Less work, not more, the wide receiver said a week ago, was just the tonic a lethargic and recently defeated Bears team needed to find itself. And lo and behold, after a week in which travel time from Ireland exceeded practice time in Platteville, the Bears actually looked a bit more nimble in Saturday's 20-17 overtime victory over the Buffalo Bills.

New Bears quarterback Rick Mirer and current backup Erik Kramer passed for a touchdown apiece as the Bears managed to overcome 18 penalties through the first three quarters--10 in the third alone--a poor ground game and an uneven defensive effort to notch their first victory of the exhibition season.

"It has got to be easier than that," an exasperated but relieved coach Dave Wannstedt exclaimed.

In the end, it took field goals of 27 and 42 yards by Jeff Jaeger at the end of regulation and in the sudden-death period, both culminating drives engineered by third-string quarterback Steve Stenstrom. And suddenly, winning in the preseason was being given a higher priority.

"There's nothing else can give you confidence more than a win like that," Mirer said. "It took an effort on everybody's part, and it was good to see us come together a little bit. You win those games in the preseason when it could go either way and the guys really rally. . . ."

Wannstedt and his team had modest hopes for Saturday's game after a shortened week of practice.

And early on, their expectations appeared right on target.

The Bears' offense, which failed to cross midfield against Pittsburgh last Sunday in the exhibition opener in Dublin, was similarly inept early on against the Bills.

The Bears would manage just 18 yards total in the first quarter, the high point being the punting of Todd Sauerbrun, who boomed his first kick 70 yards.

The Bears would sabotage themselves with dropped passes and a grounding penalty by Mirer. And yet, they actually could consider themselves lucky as one fumble (by Rashaan Salaam) was nullified by a Bills penalty; another by Mirer bounced straight up to him; and a questionable call on a Bills punt and apparent down on the 2-yard line that was instead called a touchback.

The Bears would gain some momentum from the break as things would brighten up considerably in the second quarter.

On the ensuing possession, Mirer completed all five of his pass attempts, the last one going for a 50-yard touchdown by Bobby Engram, who snared the ball in stride over the middle and outran the Bills' secondary with a big assist on a block by Curtis Conway.

Mirer would work deep into the second quarter--20 plays in all as he would complete 6 of 10 passes for 81 yards and the touchdown. "I finally just felt good, a got a few completions and got a little rhythm," Mirer said. "That's the thing that has been lacking. I feel it's coming, but it hasn't happened real fast and this was definitely a step in the right direction."

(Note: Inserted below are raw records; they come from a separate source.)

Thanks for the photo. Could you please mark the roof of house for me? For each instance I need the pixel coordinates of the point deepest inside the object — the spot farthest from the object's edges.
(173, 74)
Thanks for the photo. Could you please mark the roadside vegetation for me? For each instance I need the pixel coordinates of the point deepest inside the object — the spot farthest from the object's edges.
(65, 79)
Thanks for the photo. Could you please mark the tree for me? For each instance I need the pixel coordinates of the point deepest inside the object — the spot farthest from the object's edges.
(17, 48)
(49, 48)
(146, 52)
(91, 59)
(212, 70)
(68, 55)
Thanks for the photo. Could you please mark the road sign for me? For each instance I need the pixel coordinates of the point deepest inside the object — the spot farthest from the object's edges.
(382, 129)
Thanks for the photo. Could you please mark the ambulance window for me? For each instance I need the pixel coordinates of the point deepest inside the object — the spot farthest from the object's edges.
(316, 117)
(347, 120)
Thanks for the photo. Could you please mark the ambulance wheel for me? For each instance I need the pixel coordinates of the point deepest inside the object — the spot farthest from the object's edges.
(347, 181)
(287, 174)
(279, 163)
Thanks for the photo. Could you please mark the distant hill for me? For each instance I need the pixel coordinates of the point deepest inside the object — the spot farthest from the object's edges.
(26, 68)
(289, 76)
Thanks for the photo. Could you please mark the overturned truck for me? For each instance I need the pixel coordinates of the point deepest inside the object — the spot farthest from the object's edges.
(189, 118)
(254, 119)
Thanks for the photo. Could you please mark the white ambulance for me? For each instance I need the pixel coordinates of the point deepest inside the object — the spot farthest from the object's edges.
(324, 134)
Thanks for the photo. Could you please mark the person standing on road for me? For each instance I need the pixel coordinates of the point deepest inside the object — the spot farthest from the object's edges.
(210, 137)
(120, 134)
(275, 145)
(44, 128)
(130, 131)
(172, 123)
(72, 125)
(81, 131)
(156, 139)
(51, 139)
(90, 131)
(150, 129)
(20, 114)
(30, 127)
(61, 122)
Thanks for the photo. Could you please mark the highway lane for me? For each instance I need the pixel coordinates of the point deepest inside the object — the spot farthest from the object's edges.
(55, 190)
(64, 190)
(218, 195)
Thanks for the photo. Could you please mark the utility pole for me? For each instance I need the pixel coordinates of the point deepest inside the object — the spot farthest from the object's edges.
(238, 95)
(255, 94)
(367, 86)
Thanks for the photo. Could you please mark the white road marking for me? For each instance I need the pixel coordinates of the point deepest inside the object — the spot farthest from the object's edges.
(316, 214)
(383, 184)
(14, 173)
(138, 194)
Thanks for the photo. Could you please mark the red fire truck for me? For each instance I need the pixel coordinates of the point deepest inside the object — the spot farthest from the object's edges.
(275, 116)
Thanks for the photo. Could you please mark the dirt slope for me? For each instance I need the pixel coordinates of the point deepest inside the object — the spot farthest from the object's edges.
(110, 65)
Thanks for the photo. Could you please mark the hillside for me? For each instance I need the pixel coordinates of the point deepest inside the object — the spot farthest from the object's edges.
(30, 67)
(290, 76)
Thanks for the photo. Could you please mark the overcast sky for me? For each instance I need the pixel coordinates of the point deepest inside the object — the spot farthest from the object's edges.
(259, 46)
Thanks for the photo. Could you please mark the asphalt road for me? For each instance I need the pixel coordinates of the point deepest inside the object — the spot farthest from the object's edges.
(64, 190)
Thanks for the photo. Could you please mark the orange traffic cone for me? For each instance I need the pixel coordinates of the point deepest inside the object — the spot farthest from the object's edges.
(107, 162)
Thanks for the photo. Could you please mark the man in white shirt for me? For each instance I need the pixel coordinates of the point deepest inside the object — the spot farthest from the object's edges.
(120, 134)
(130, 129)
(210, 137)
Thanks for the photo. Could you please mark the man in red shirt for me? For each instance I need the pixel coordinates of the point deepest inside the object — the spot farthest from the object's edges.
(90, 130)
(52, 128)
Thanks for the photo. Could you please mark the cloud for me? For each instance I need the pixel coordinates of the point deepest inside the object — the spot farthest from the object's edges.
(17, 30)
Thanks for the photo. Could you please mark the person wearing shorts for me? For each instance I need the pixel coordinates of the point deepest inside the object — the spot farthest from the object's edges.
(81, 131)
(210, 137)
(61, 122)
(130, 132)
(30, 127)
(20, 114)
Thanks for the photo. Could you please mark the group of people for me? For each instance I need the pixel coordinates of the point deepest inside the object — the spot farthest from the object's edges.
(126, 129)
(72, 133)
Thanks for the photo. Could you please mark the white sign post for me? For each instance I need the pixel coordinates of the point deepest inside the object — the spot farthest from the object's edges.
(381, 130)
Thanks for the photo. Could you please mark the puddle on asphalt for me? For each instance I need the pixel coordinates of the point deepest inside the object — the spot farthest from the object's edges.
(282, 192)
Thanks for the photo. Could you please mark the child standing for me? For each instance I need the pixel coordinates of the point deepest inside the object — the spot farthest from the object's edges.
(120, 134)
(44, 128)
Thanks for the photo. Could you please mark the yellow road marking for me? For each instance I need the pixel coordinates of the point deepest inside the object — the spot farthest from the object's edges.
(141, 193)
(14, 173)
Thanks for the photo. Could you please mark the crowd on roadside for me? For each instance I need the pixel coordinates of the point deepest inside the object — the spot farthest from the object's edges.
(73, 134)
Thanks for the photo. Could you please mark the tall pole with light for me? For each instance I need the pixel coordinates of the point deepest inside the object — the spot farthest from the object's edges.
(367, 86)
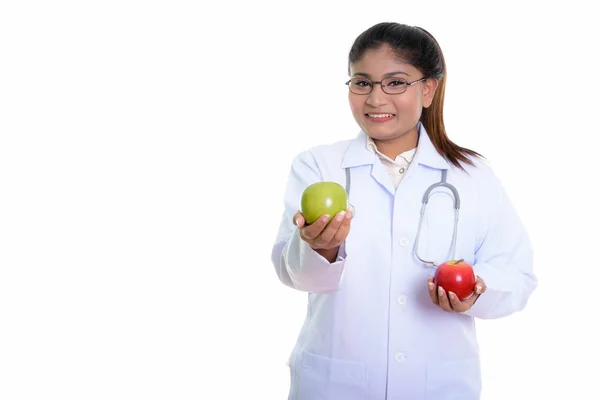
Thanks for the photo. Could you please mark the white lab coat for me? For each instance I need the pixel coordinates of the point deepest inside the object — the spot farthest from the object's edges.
(371, 331)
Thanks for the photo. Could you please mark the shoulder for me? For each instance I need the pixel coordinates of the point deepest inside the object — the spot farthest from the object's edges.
(324, 154)
(480, 170)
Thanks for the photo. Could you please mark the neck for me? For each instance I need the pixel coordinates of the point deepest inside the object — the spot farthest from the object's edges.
(398, 145)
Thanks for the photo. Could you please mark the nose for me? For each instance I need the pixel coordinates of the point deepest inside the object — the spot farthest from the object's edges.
(377, 97)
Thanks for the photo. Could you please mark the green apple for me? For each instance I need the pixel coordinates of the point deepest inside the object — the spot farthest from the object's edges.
(323, 198)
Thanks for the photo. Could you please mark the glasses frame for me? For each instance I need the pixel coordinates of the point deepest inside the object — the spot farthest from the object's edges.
(373, 83)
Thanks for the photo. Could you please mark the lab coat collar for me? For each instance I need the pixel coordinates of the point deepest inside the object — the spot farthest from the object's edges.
(358, 154)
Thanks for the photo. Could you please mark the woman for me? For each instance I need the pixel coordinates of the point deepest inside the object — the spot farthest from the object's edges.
(377, 327)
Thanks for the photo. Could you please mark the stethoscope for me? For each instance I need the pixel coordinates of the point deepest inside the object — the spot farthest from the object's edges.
(441, 183)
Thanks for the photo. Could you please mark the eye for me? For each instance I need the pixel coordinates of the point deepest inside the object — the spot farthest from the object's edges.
(396, 82)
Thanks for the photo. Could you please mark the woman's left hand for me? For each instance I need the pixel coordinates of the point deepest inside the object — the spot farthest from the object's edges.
(449, 301)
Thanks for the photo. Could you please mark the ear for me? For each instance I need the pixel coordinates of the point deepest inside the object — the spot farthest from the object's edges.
(429, 89)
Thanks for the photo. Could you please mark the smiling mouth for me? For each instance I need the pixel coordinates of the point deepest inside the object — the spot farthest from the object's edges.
(380, 117)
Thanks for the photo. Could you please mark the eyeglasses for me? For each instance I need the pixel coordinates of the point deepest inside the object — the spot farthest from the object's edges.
(392, 85)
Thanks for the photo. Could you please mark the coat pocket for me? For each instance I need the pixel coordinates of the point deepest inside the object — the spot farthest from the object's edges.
(454, 380)
(322, 378)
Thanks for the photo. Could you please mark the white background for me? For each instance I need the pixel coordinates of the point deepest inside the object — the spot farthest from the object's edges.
(140, 195)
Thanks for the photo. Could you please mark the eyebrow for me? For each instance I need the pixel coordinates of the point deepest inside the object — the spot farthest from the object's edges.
(385, 76)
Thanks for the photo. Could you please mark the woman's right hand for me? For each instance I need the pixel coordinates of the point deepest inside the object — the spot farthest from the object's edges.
(321, 235)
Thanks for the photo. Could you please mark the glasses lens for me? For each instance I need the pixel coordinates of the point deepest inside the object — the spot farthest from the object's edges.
(360, 85)
(394, 85)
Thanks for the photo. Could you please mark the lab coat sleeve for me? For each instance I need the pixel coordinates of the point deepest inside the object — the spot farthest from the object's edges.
(504, 259)
(296, 263)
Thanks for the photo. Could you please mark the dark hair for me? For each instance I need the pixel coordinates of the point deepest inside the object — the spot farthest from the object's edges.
(419, 48)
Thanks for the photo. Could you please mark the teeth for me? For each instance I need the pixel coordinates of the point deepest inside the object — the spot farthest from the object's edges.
(380, 115)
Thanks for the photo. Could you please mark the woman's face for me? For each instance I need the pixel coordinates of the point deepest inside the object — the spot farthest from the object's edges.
(383, 116)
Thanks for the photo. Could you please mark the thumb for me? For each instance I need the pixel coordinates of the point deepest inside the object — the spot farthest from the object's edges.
(298, 219)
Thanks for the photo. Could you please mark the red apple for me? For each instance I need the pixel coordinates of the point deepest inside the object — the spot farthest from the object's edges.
(456, 276)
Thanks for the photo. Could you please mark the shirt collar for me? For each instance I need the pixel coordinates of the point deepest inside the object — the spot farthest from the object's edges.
(358, 152)
(407, 155)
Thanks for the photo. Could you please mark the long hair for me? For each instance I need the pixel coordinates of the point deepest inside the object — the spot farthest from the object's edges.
(419, 48)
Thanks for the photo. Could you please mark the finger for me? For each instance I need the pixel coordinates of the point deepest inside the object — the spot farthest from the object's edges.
(298, 219)
(480, 286)
(313, 230)
(432, 291)
(331, 229)
(443, 300)
(456, 304)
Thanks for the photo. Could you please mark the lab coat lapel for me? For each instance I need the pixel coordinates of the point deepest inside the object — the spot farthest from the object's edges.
(358, 155)
(426, 153)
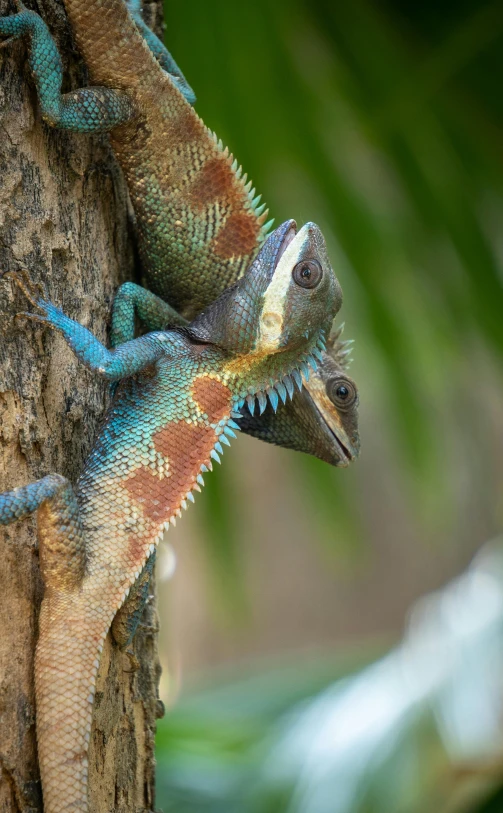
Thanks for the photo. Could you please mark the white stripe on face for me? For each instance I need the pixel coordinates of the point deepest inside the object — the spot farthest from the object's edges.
(275, 297)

Erik Kramer, who finished with 8 for 19 for 64 yards, one touchdown, one interception and one sack, relieved him just in time to take advantage of a fumbled snap by third-string Buffalo quarterback Jim Ballard and recovery by linebacker Barry Minter to give the Bears the ball on the Bills 15.

Kramer would take the team's first snap in enemy territory and three plays later, on a third-and-1, find receiver Ricky Proehl in the end zone for a 6-yard touchdown play to give the Bears a 14-7 lead.

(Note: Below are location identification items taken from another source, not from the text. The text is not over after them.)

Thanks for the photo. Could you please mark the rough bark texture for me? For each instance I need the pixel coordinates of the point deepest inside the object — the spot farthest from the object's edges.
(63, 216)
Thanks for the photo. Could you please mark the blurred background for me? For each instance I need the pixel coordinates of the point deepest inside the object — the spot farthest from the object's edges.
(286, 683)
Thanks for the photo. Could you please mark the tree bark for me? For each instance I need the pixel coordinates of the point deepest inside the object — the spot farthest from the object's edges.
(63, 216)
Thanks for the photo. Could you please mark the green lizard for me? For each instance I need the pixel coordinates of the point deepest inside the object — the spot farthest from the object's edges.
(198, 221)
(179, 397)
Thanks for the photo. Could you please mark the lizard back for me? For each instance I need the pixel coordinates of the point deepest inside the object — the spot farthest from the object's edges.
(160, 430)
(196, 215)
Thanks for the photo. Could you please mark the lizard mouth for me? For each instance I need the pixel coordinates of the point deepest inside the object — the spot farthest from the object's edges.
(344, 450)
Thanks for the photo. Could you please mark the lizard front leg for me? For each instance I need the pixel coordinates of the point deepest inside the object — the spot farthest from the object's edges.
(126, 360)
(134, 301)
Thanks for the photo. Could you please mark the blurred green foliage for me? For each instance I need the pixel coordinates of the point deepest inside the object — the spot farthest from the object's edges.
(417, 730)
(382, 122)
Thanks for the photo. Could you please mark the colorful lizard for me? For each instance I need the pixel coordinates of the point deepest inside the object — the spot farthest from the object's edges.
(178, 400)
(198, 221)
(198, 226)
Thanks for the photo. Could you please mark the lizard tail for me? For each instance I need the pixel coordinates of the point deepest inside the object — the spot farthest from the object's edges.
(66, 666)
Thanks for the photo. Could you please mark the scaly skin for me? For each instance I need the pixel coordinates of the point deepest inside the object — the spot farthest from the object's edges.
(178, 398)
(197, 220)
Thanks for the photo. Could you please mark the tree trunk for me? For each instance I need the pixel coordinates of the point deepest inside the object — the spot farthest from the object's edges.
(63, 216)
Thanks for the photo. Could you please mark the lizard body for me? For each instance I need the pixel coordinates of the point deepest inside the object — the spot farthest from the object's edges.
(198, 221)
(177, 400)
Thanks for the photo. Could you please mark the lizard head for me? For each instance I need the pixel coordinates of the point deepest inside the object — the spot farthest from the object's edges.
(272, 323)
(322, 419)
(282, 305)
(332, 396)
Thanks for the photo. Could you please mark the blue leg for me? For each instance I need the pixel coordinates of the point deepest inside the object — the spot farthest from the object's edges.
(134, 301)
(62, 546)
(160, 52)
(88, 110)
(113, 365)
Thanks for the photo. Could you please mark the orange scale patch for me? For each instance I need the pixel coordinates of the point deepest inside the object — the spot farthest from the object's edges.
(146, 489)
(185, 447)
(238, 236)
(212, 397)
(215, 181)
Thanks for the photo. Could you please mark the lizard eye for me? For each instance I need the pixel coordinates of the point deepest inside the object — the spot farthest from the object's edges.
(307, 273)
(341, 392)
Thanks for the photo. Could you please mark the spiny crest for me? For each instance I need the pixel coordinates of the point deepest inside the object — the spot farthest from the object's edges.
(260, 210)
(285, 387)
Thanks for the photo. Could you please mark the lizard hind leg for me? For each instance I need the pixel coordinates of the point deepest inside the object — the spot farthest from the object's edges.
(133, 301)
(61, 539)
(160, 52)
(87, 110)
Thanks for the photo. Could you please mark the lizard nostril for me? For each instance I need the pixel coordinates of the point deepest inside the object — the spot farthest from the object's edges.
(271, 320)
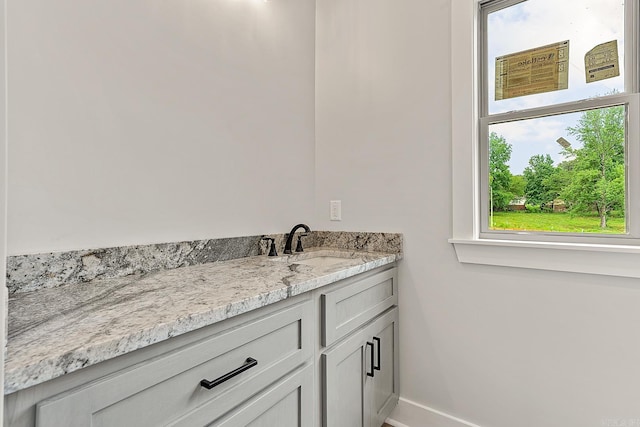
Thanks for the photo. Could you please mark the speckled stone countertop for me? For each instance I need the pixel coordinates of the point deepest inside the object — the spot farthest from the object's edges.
(59, 330)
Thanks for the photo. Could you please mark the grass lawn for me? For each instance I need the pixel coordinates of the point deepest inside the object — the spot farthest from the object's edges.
(555, 222)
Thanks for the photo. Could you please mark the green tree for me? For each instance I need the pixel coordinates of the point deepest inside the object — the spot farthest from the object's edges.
(517, 185)
(499, 174)
(598, 169)
(540, 185)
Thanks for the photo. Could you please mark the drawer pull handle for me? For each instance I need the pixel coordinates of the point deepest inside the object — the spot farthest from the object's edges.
(377, 340)
(248, 364)
(370, 345)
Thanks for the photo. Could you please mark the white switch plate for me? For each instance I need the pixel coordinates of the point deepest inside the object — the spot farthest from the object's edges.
(336, 210)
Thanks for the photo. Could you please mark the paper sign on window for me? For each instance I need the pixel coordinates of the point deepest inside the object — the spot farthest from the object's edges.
(602, 62)
(543, 69)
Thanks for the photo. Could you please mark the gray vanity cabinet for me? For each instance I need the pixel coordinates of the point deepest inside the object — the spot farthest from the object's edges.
(267, 362)
(361, 375)
(360, 366)
(301, 362)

But Kramer was incensed with the play of a second-string line that gave him little protection in the second half and squandered several opportunities with penalties.

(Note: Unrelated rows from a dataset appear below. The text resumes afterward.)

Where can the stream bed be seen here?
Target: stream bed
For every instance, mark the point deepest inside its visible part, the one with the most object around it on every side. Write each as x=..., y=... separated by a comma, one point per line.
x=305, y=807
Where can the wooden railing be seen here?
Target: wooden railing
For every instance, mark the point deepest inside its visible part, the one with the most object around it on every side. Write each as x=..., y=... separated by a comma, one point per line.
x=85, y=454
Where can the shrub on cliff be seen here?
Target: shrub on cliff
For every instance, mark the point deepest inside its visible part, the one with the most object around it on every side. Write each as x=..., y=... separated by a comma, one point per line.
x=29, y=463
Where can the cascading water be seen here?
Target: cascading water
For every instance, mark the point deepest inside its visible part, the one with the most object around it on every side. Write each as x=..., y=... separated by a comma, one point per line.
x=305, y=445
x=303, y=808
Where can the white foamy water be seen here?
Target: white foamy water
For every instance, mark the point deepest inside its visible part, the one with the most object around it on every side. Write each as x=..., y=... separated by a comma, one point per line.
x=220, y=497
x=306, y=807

"This isn't acceptable," he said. "Some of these young guys have to step up. These second-string guys have to get going."

The Bears would again struggle on the ground with just 20 yards rushing on 10 carries--starters Raymont Harris gaining just 15 yards on five carries and Rashaan Salaam finding even fewer holes with just 2 yards on three carries. "We have a long way to go there," Wannstedt said. "We just weren't executing. It wasn't a lack of effort. To be a good offense, that's where we have to start."

Defensively, the Bears were looking for improvement particularly in their run defense, but they came away Saturday with more worries about their pass rush and their secondary as second-year corner Walt Harris again looked vulnerable.

But Wannstedt was happy to get the win. "I was happy to see Jaeger kick that kick at the end," he said. "That's a confidence-builder. We can kid about it--it's preseason, we know all that. But it's a 42-yard kick, and they were coming to block it and it was good."